Synopses & Reviews
The essential Taoist book and one of a triad that make up the most influential religious and philosophical writings of Chinese tradition, the Tao-te Ching is the subject of hundreds of new interpretive studies each year. As Taoism emerges as one of the East Asian philosophies most interesting to Westerners, an accessible new edition of this great work -- written for English-language readers, yet rendered with an eye toward Chinese understanding -- has been much needed by scholars and general readers.
Richard John Lynn, whose recent translation of the I Ching was hailed by the Times Literary Supplement as the best I Ching that has so far appeared, presents here another fine translation. Like his I Ching, this volume includes the interpretive commentary of the third-century scholar Wang Bi (226-249), who wrote the first and most sophisticated commentary on the Tao-te Ching.
Lynn's introduction explores the centrality of Wang's commentaries in Chinese thought, the position of the Tao-te Ching in East Asian tradition, Wang's short but brilliant life, and the era in which he lived. The text consists of eighty-one short, aphoristic sections presenting a complete view of how the sage rules in accordance with the spontaneous ways of the natural world.

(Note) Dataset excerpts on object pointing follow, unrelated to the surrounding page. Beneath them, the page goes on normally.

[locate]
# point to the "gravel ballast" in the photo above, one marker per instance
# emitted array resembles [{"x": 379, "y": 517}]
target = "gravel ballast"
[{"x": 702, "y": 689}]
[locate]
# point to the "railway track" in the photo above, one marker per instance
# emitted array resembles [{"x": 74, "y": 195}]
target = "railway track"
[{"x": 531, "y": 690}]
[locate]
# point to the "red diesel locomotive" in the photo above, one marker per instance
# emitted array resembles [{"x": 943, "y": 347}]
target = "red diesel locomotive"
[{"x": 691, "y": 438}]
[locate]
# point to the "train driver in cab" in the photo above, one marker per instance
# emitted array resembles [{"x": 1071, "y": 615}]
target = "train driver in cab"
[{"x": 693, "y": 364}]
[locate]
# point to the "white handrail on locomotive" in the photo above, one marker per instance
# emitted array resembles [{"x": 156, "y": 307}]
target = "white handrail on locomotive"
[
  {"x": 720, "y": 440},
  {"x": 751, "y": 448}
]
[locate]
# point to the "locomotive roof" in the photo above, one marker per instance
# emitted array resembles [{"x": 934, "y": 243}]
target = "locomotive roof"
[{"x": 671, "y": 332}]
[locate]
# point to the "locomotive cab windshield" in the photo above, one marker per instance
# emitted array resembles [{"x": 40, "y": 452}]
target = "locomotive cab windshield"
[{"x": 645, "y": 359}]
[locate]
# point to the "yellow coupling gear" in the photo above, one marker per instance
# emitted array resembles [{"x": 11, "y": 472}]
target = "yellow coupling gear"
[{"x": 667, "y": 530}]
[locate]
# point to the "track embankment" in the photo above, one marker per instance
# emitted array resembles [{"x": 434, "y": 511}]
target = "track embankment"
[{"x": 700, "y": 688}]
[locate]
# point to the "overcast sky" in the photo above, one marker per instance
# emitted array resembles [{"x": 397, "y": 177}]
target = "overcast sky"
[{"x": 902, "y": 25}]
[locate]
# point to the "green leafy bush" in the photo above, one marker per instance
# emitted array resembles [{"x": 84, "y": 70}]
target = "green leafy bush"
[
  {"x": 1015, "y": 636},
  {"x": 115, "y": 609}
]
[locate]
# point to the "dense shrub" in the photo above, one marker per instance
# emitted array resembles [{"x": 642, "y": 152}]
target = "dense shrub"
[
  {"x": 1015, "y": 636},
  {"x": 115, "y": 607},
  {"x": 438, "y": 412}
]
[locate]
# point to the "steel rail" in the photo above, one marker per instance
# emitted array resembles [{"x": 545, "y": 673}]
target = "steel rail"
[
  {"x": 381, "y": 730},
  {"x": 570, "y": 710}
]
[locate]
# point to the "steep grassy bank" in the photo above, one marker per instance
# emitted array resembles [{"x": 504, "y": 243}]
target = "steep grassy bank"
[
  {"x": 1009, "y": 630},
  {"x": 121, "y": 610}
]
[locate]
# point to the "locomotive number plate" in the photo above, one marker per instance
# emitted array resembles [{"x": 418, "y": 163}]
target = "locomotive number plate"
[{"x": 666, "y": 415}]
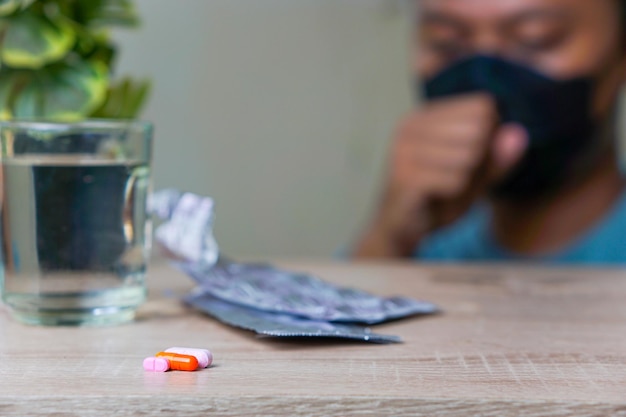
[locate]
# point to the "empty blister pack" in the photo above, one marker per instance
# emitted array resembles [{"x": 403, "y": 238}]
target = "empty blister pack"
[
  {"x": 280, "y": 325},
  {"x": 266, "y": 288}
]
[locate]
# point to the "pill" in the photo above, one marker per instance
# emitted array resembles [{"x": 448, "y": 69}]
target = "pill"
[
  {"x": 179, "y": 362},
  {"x": 205, "y": 357},
  {"x": 153, "y": 364}
]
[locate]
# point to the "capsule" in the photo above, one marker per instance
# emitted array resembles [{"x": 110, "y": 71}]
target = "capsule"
[
  {"x": 179, "y": 362},
  {"x": 154, "y": 364},
  {"x": 204, "y": 357}
]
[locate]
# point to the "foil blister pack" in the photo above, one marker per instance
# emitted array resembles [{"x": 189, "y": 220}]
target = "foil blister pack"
[{"x": 260, "y": 297}]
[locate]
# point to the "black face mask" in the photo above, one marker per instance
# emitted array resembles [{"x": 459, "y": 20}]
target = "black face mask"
[{"x": 556, "y": 115}]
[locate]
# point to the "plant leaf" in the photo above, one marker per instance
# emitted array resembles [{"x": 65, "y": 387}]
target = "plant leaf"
[
  {"x": 32, "y": 40},
  {"x": 9, "y": 6},
  {"x": 125, "y": 99},
  {"x": 8, "y": 85},
  {"x": 64, "y": 92},
  {"x": 106, "y": 13}
]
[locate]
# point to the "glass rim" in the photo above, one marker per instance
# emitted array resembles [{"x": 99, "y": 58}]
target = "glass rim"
[{"x": 59, "y": 126}]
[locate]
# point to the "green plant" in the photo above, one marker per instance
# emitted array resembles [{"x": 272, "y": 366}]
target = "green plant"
[{"x": 56, "y": 59}]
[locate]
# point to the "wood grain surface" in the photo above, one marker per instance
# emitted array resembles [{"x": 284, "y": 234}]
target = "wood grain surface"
[{"x": 512, "y": 341}]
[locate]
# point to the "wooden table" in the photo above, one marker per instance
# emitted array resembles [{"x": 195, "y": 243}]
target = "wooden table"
[{"x": 512, "y": 342}]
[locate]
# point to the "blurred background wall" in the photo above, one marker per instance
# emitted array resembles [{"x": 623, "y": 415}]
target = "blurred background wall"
[{"x": 279, "y": 109}]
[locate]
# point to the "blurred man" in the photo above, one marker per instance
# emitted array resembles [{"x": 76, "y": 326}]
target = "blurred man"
[{"x": 513, "y": 155}]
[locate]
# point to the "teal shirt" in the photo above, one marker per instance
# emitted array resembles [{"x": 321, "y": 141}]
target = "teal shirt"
[{"x": 470, "y": 239}]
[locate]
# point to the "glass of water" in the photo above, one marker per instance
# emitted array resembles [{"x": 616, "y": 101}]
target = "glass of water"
[{"x": 75, "y": 230}]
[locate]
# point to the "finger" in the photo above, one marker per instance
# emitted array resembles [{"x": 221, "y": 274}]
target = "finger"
[{"x": 509, "y": 145}]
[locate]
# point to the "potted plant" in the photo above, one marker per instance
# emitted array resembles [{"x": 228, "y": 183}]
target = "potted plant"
[
  {"x": 57, "y": 58},
  {"x": 56, "y": 64}
]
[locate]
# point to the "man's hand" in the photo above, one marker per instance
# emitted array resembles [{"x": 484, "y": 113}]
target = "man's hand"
[{"x": 443, "y": 158}]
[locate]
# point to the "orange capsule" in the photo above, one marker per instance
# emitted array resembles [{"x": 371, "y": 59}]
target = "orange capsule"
[{"x": 179, "y": 362}]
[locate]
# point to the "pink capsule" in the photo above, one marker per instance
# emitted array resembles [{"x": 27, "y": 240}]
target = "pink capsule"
[
  {"x": 204, "y": 357},
  {"x": 154, "y": 364}
]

Although the Tao-te Ching was originally designed to provide advice to the ruler, the Chinese regard its teachings as living and self-cultivation tools applicable to anyone. Wang Bi's commentaries, following each statement, flesh out the text so that it speaks to the modern Western reader as it has to Asians for more than seventeen centuries.
A new translation of the Tao-te Ching of Laozi as interpreted by Wang Bi--whose commentaries following each statement flesh out the text so that it speaks to the modern Western reader as it has to Asians for centuries.